NbSCE1 protein interacts with the N-terminal half of TGMV RepAC1. To further explore the interaction between TGMV RepAC1 and NbSCE1, we used the yeast two-hybrid system to ask whether the interaction occurs at the N terminus or C terminus of RepAC1. Figure 6A shows a diagram of TGMV RepAC1 and its functional domains. The deletion analysis revealed that the N-terminal region of RepAC1 (DB-RepAC1N1-180, amino acids 1 to 180) interacts with AD-NbSCE1, whereas there is no activation of the reporter genes in yeast coexpressing AD-NbSCE1 and the C-terminal region of RepAC1 (DB-RepAC1C181-352, amino acids 181 to 352) (Fig. 6B).
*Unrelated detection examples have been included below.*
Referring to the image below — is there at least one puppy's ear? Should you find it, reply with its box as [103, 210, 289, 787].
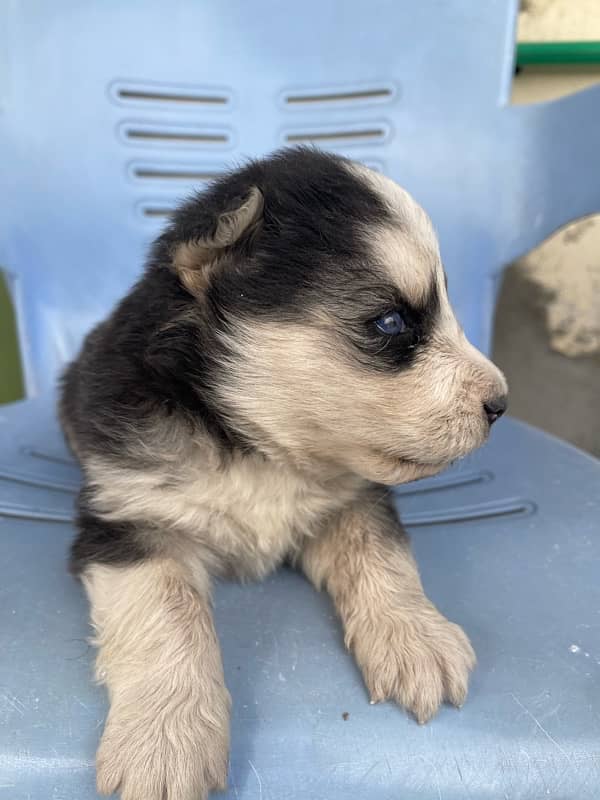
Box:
[173, 186, 264, 297]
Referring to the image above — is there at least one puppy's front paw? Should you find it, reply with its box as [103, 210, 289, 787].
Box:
[96, 689, 229, 800]
[351, 600, 476, 723]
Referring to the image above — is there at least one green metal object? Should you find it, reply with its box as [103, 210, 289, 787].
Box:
[517, 42, 600, 67]
[0, 272, 25, 403]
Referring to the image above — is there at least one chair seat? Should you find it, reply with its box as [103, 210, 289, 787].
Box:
[0, 401, 600, 800]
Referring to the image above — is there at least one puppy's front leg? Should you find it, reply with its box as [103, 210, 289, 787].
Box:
[82, 559, 230, 800]
[300, 495, 475, 722]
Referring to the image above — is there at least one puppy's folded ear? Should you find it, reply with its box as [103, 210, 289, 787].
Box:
[173, 186, 264, 297]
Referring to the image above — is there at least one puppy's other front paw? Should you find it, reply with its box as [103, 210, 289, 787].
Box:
[96, 690, 229, 800]
[350, 601, 476, 723]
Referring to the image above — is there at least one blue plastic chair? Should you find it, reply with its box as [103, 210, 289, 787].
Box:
[0, 0, 600, 800]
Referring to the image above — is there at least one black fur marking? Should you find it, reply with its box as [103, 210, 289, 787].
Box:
[69, 488, 150, 575]
[60, 148, 418, 572]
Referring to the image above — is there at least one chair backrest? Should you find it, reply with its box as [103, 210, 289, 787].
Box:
[0, 0, 600, 392]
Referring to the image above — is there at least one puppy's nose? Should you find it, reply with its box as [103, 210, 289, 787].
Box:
[483, 395, 508, 425]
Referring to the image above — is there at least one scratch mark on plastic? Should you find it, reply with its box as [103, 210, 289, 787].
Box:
[248, 759, 262, 800]
[510, 692, 571, 762]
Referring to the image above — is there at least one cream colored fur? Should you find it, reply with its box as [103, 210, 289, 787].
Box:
[83, 560, 230, 800]
[75, 166, 506, 800]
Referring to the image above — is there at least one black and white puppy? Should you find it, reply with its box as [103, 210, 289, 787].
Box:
[60, 149, 507, 800]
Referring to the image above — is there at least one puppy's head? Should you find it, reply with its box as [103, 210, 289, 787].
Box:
[162, 149, 507, 483]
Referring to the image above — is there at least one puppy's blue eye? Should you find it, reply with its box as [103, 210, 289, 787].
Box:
[375, 311, 407, 336]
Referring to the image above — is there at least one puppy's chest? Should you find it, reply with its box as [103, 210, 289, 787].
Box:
[186, 463, 343, 571]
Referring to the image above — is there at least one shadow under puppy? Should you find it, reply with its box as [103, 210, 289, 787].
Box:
[60, 149, 506, 800]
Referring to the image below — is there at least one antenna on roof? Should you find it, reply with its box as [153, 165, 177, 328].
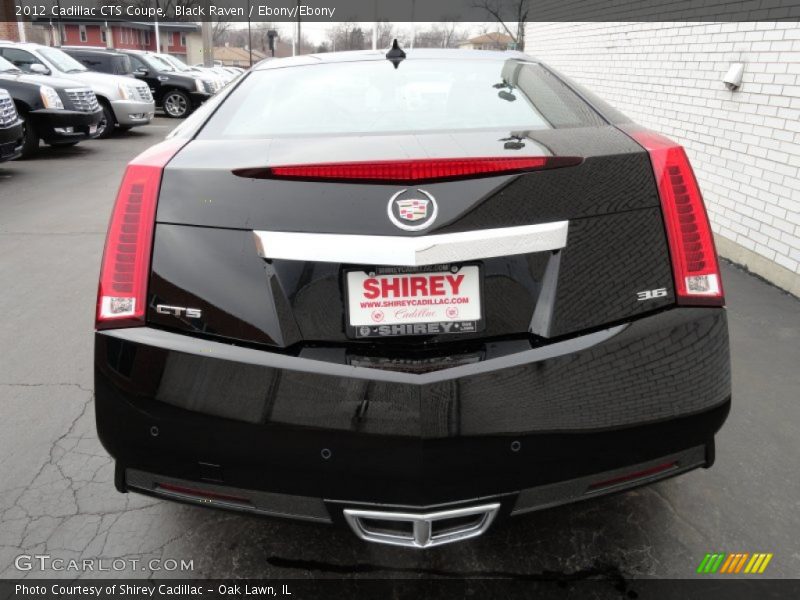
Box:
[386, 38, 406, 69]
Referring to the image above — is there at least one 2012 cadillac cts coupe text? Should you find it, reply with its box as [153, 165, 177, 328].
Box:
[95, 48, 731, 547]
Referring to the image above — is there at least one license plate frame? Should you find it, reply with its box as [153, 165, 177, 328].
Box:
[342, 262, 485, 341]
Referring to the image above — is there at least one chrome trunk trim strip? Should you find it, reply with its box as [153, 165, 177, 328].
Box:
[253, 221, 569, 267]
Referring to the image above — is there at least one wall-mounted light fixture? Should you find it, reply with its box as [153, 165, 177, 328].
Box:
[722, 63, 744, 92]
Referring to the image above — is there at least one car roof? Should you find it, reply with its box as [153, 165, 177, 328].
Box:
[60, 46, 123, 56]
[252, 48, 539, 71]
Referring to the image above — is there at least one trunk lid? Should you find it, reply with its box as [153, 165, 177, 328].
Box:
[147, 125, 674, 352]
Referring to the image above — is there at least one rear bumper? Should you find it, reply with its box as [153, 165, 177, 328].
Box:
[95, 308, 730, 511]
[111, 100, 156, 127]
[30, 109, 103, 143]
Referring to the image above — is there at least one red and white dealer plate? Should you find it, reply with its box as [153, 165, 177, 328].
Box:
[347, 265, 481, 337]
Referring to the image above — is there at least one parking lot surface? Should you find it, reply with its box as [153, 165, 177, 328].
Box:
[0, 119, 800, 578]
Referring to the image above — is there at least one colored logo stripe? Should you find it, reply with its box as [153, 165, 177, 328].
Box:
[697, 552, 773, 574]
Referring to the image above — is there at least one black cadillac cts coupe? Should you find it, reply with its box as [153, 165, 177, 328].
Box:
[95, 49, 731, 548]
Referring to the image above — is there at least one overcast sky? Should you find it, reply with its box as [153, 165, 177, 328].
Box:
[228, 21, 501, 44]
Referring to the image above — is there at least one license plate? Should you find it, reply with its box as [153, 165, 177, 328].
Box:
[347, 265, 482, 338]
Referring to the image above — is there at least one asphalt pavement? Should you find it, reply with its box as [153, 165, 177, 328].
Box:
[0, 118, 800, 578]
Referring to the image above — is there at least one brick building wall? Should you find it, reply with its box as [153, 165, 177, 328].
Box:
[526, 22, 800, 295]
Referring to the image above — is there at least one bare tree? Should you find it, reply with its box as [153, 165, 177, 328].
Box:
[378, 21, 397, 50]
[414, 22, 466, 48]
[475, 0, 531, 52]
[211, 21, 231, 46]
[327, 23, 372, 52]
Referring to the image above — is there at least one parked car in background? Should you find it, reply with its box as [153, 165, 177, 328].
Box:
[0, 88, 24, 162]
[94, 50, 731, 548]
[0, 57, 103, 158]
[61, 46, 134, 77]
[122, 50, 219, 119]
[156, 53, 232, 88]
[0, 42, 155, 137]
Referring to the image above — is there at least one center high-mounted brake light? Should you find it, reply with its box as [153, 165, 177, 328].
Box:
[233, 156, 583, 184]
[621, 126, 725, 306]
[95, 140, 185, 329]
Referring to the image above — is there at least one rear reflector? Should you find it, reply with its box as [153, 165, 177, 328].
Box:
[95, 140, 185, 329]
[622, 126, 725, 306]
[587, 462, 678, 492]
[233, 156, 583, 184]
[155, 483, 250, 504]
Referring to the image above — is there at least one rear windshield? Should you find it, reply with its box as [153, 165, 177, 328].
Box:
[200, 59, 603, 138]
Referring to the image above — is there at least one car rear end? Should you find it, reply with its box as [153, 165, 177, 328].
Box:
[90, 51, 730, 547]
[0, 88, 24, 162]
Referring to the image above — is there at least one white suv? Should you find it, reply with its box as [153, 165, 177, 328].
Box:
[0, 42, 156, 137]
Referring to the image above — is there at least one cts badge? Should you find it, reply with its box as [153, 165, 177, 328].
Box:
[156, 304, 203, 319]
[387, 188, 439, 231]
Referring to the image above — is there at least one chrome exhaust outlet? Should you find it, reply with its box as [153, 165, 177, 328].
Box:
[343, 502, 500, 548]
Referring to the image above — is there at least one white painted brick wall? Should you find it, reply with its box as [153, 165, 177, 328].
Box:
[525, 22, 800, 274]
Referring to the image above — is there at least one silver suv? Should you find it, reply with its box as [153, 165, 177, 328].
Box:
[0, 42, 156, 137]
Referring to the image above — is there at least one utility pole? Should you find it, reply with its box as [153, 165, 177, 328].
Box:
[200, 21, 214, 67]
[409, 0, 417, 50]
[297, 0, 303, 54]
[247, 0, 253, 67]
[372, 0, 378, 50]
[153, 0, 161, 54]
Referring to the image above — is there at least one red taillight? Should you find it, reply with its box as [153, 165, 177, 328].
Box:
[95, 140, 185, 329]
[233, 156, 583, 184]
[622, 126, 725, 306]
Analysis of growth of the cotransformed yeast on selective medium showed that the interaction between the N-terminal RepAC1 and NbSCE1 is weaker than with full-length RepAC1 protein and that this interaction is lost when 50 amino acids from the central region of RepAC1 are removed (DB-RepAC1N1-130). We verified by immunoblot analysis that the truncated forms of RepAC1 and full-length RepAC1 accumulated to the same levels in yeast. Total protein extracts from cotransformants grown under nonselective conditions were resolved by SDS-PAGE, and the immunoblots were probed with anti-RepAC1 polyclonal antibody (Fig. 6C). There was no difference in levels of protein accumulation among the four bait proteins, so the lack of interaction of AD-NbSCE1 with DB-RepAC1C181-352 or DB-RepAC1N1-130 is not due to different expression levels. These results indicated that the domain for binding to NbSCE1 is located at the first half of RepAC1 and requires residues between amino acids 130 and 180 for interaction.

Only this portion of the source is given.